Custom Penalty Parameter (rho)

The penalty parameter rho controls the ADMM convergence behavior.

Manual rho Selection

solver.SetRho(10.0);           // Larger for faster convergence
solver.SetAdaptiveRho(false);  // Disable adaptive adjustment

When to Adjust rho

Increase rho (larger values like 5.0-100.0): - When primal residual >> dual residual - For well-conditioned problems - When you want faster convergence (may sacrifice accuracy)

Decrease rho (smaller values like 0.01-0.5): - When dual residual >> primal residual - For ill-conditioned problems - When you need high accuracy

solver.SetRho(1.0);
solver.SetAdaptiveRho(true);  // Automatically adjust rho

The solver will automatically increase/decrease rho based on residual balance.


Anderson Acceleration

Anderson acceleration can speed up convergence by 20-50% on well-conditioned problems.

Enabling Anderson Acceleration

solver.SetUseAnderson(true);
solver.SetAndersonMem(5);     // Number of past iterates to store
solver.SetAndersonStart(10);  // Start after 10 iterations

When to Use

  • Well-conditioned problems
  • Problems that converge slowly without it
  • When iterations are the bottleneck (not matrix operations)

When to Avoid

  • Ill-conditioned problems (may be unstable)
  • When each iteration is expensive
  • Very easy problems (overhead not worth it)

Function Parameterization

General Function Form

Each function has the form:

\[ c \cdot h(ax - b) + d \cdot x + e \cdot x^2 \]
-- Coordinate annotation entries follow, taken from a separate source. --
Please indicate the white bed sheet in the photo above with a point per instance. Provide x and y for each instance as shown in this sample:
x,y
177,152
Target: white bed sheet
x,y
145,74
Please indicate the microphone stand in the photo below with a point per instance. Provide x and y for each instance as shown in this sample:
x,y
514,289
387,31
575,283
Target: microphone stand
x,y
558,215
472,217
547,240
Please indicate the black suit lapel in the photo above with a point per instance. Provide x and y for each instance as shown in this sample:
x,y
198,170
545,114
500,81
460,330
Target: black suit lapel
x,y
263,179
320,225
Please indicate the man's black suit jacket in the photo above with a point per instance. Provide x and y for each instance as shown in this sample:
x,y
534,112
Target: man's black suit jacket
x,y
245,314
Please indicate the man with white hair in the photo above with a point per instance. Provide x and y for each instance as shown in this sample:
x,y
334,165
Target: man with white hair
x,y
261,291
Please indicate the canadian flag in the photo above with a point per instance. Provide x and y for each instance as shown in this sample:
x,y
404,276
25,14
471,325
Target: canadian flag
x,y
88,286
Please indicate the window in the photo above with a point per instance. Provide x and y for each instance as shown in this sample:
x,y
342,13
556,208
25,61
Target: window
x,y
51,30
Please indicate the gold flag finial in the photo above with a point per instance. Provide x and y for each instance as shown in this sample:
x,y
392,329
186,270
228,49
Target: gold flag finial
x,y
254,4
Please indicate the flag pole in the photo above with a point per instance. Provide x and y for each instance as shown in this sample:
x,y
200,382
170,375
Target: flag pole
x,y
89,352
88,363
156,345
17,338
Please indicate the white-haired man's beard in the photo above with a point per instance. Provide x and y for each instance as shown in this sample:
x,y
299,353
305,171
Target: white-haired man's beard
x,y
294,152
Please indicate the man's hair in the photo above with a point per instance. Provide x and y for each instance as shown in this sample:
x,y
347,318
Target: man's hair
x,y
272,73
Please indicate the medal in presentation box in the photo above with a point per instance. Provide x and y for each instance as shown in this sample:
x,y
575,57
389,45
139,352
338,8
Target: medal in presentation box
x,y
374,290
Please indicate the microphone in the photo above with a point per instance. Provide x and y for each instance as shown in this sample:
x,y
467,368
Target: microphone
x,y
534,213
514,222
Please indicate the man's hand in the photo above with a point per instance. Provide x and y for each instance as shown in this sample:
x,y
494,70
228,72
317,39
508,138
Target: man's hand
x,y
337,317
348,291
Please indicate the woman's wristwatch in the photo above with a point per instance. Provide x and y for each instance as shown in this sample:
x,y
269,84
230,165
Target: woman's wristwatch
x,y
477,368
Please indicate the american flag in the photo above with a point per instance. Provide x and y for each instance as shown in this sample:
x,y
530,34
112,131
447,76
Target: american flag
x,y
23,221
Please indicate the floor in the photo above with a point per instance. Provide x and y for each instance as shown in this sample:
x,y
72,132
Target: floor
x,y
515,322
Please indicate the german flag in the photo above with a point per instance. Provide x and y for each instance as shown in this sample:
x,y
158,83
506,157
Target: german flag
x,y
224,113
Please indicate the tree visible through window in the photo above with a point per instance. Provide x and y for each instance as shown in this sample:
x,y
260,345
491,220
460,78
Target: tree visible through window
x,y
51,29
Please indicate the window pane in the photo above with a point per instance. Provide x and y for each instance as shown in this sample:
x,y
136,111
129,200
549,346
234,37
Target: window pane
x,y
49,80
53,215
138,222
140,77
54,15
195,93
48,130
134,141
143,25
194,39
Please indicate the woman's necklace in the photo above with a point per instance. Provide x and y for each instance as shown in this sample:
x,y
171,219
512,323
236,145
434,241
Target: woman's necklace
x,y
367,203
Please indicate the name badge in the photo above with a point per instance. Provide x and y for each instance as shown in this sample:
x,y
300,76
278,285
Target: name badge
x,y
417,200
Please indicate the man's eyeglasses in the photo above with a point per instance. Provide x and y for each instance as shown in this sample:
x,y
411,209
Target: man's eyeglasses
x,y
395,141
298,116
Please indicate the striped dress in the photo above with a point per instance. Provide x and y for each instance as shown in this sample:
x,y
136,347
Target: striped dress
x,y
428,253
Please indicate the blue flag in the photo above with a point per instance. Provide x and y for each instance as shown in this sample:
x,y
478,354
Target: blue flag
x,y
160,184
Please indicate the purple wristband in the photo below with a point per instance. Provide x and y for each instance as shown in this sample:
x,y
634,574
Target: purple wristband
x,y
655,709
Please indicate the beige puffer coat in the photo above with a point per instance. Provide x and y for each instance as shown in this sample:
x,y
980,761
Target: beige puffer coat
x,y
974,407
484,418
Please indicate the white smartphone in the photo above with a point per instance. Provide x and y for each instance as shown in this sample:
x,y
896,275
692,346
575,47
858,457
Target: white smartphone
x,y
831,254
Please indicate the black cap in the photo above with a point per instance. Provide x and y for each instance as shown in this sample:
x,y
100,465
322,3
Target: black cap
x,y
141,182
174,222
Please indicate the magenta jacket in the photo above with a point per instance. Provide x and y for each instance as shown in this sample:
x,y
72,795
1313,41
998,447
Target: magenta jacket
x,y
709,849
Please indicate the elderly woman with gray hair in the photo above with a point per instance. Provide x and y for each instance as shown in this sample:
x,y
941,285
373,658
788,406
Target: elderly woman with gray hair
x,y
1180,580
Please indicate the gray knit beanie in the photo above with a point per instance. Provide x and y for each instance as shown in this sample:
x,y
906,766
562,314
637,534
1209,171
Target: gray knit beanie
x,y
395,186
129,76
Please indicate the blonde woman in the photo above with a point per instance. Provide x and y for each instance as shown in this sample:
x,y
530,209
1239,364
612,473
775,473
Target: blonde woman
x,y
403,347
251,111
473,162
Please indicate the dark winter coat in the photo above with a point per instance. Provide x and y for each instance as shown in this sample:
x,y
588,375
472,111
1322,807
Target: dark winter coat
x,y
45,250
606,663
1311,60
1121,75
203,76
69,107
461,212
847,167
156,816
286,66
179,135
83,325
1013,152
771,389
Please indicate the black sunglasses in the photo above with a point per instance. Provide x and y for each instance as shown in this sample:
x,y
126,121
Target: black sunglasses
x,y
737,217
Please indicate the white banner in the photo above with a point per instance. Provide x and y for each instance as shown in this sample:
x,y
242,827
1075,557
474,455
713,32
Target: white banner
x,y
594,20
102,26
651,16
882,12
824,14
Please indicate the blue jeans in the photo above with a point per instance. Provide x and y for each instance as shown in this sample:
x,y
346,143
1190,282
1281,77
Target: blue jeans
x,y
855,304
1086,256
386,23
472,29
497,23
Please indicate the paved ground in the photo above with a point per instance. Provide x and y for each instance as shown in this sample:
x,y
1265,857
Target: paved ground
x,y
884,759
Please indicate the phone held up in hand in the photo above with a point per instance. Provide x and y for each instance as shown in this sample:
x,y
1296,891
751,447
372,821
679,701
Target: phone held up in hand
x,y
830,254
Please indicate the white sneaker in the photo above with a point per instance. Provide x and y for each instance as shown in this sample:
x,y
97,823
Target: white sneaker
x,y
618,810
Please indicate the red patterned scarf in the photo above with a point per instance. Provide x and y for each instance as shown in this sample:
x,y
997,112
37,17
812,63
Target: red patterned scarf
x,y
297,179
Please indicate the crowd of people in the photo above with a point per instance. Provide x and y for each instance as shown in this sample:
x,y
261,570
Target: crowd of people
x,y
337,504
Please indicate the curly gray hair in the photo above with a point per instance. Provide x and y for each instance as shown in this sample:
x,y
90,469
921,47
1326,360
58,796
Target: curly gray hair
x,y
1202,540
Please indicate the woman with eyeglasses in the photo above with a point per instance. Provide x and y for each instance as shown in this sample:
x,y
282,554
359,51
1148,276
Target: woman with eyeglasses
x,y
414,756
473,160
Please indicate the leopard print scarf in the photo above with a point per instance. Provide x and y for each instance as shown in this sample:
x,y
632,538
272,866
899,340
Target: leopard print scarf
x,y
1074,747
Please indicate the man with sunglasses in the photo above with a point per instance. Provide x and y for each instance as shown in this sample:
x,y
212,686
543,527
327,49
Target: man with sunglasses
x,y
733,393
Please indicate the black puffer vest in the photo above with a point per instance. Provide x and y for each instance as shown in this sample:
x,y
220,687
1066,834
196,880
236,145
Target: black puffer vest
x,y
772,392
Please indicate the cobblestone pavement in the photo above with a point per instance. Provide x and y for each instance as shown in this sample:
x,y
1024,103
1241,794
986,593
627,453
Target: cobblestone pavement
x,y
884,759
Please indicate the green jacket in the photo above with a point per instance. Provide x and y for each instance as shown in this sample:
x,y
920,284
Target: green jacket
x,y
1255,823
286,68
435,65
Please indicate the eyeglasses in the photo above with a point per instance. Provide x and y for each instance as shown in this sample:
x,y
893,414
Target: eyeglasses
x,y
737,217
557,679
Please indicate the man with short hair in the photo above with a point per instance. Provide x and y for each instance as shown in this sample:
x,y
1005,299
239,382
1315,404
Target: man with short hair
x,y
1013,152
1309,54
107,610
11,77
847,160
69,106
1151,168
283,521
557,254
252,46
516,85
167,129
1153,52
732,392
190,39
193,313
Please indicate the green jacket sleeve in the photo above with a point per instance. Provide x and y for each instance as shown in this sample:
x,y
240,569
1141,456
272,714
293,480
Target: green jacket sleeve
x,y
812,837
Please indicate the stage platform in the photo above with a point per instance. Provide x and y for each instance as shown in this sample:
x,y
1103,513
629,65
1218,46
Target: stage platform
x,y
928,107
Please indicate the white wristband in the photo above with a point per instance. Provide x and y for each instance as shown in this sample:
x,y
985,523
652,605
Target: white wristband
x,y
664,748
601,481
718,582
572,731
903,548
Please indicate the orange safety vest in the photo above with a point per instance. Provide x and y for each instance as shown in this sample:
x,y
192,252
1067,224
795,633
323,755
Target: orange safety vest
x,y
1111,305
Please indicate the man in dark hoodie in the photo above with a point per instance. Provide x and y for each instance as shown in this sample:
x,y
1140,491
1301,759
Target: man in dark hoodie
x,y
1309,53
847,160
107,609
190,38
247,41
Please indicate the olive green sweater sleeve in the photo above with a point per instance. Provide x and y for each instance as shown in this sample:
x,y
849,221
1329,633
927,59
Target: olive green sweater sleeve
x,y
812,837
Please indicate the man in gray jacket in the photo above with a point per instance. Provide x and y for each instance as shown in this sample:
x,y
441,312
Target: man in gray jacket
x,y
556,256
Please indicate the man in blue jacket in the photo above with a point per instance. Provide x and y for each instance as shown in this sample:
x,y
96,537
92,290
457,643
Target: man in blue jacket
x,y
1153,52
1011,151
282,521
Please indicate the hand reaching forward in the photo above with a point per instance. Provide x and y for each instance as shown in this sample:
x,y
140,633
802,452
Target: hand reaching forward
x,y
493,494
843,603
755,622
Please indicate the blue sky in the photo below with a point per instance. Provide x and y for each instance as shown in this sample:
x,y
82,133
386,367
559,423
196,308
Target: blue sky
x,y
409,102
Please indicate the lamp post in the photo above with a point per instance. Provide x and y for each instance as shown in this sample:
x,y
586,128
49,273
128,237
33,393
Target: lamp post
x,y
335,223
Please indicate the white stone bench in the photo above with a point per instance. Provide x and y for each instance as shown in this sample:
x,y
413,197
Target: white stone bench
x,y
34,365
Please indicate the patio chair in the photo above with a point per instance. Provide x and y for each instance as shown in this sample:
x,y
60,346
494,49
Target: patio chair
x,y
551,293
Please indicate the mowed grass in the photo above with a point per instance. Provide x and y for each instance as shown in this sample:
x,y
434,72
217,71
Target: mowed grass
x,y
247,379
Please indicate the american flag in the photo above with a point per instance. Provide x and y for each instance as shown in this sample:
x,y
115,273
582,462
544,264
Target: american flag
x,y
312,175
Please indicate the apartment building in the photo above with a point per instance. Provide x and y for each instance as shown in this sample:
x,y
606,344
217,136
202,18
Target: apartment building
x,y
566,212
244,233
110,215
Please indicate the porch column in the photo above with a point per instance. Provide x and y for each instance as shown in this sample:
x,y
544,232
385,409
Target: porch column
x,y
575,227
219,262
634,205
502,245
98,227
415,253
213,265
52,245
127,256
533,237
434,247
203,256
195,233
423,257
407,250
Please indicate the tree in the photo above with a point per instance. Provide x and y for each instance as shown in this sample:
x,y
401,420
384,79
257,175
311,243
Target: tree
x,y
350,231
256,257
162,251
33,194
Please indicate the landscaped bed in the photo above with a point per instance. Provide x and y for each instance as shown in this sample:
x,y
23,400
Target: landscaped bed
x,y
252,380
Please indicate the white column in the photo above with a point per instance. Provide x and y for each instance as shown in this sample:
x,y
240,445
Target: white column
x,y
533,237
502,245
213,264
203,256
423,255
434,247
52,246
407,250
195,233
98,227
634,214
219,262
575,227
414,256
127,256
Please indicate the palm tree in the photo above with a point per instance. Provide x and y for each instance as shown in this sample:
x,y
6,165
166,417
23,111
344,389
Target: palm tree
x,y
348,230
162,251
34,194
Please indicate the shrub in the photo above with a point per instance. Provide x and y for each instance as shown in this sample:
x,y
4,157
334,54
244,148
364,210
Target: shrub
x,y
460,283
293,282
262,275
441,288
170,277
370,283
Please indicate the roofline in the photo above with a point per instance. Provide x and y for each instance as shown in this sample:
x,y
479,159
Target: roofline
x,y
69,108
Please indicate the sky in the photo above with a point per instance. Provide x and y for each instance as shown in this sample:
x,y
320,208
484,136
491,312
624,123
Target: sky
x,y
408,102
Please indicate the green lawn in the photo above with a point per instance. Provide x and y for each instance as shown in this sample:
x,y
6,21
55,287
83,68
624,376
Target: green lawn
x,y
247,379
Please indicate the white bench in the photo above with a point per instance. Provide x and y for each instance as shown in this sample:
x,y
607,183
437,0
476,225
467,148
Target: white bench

where: - a: Input scaling - b: Input shift - c: Output scaling - d: Linear term coefficient - e: Quadratic term coefficient - h: Base function type

Example: Scaled Huber Loss

FunctionObj<double> f;
f.h = kHuber;
f.a = 2.0;     // Scale input
f.c = 0.5;     // Scale output
f.d = -b[i];   // Linear term (for data fitting)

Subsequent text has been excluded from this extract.